Honestly there wasn’t much of a case to begin tbh. Even the CMA’s best resort was going to cloud and that turned out also to be BS as well.
I’m not trying to be an asshole, but there’s no way she has the experience necessary for this and that hurts everyone. Tech is complicated and when you combine that with antitrust, a new comer is not going to do it.
Have you actually read up on her, or are you just assuming that based on her age?

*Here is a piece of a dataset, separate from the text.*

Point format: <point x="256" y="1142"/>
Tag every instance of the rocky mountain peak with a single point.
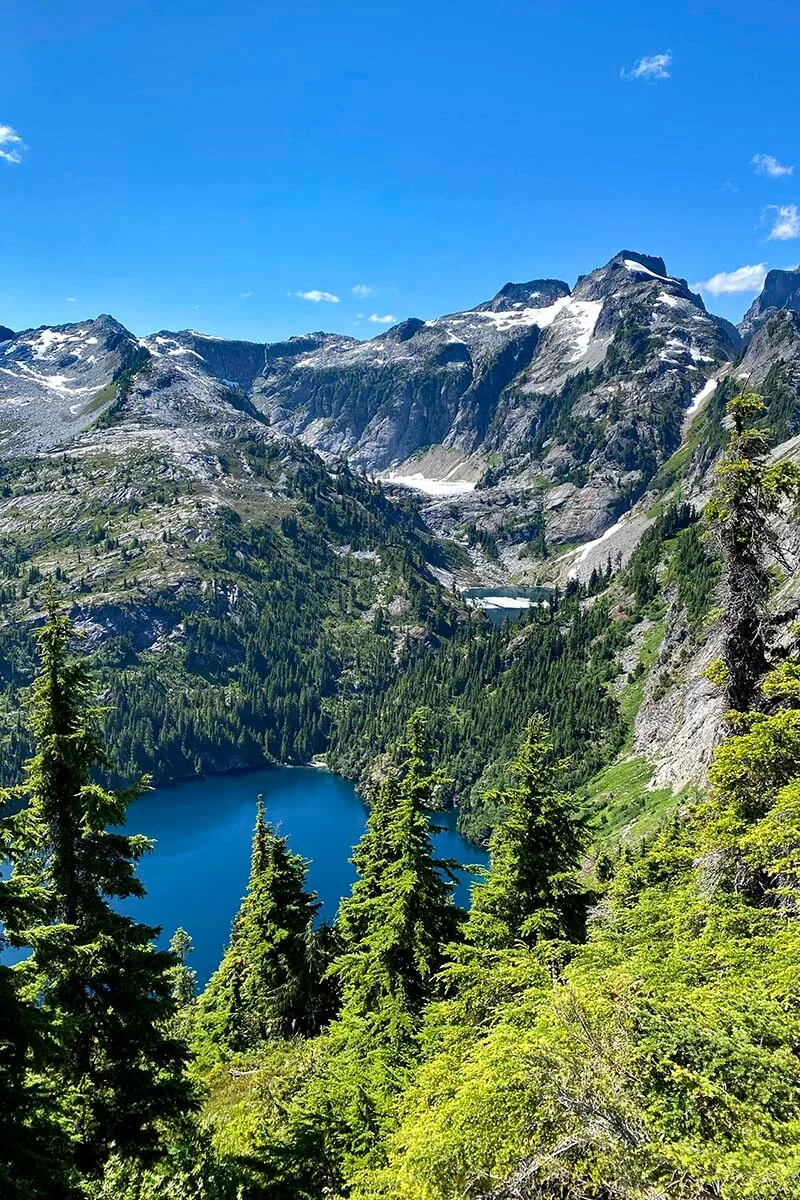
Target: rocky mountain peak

https://www.nytimes.com/2023/06/29/podcasts/the-daily/is-washington-finally-ready-to-take-on-big-tech.html
The FTC has been run by old white guys for decades, and it’s been going backwards. Linda Khans essay on antitrust (as a postgrad student) has basically reframed the governments and legal professions approach to antitrust (although real change will be slow, with decades of bad precedent to undo). She went straight from being the top student at Yale Law, to being a professor at Columbia Law and simultaneously the counsel for the House committee on anti-trust.